Changes in consumer confidence have been small and given to no new trend. The level of confidence is itself below its median value with a 40th percentile standing.

These are not strong levels of sales or of consumer confidence trends or a strong start to Q4 as the Brexit plan is about to be laid out. It appears that the Brexit plan is quite limited and that the EU has, in fact, stonewalled the U.K. and given in on very few areas.

Other assessments
The financial sector seems to have been shut out except for the most perfunctory access. Markets in the U.K. are falling. Stocks, especially bank stocks, the pound sterling are giving way. Interest rates are moving higher. While Theresa May's cabinet did approve the plan, at least two key ministers have quit and there is speculation that one of them may have done so to prepare to run against her in opposition. The Brexit plan still must pass muster in Parliament and that passage is not a foregone conclusion, leaving a hard Brexit as a ‘fall back' option, much as if ‘death' is the fallback option for ‘life.'

In Scotland, once again Brexit is being taken as a reason to renew its referendum on staying in the United Kingdom. It is being portrayed as yet another reason for Scotland to decouple from the U.K., on the assumption that the EU would have them. And the way the EU has been behaving that is no clear assumption.

Across the channel, EU members are preparing for the possibility of a hard Brexit.
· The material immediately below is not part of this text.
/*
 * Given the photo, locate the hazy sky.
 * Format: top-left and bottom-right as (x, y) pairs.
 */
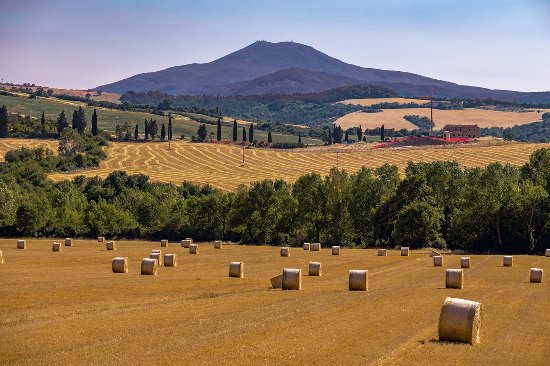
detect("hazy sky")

At home, the BOE has been meeting with financial market participants to gauge their reaction. All wheels are in motion. Despite PM May getting cabinet approval for her plan, that approval has come at a cost and the cost is high. While a lot of people are opposed to what she has negotiated, it is unlikely that anyone could have done better since the EU held almost all of the cards in this game. That realization is underscored by the extent of opposition that May has had to deal with at home, but with no one willing to pull the plug on her administration. No one else wanted the job she had, the task to which she was set. But now that the die will soon be cast and the ‘blame' can be rested at one person's feet, the vultures are circling for a go at governing in the wake of a done deal on Brexit where bad outcomes can be blamed on somebody else.

Ain't politics grand? The Brits may speak with greater eloquence, but they play politics with elbows every bit as sharp as anyone else's including Mr. Trump's. In for a penny, in for a pound, May's in trouble, vultures circle ‘round.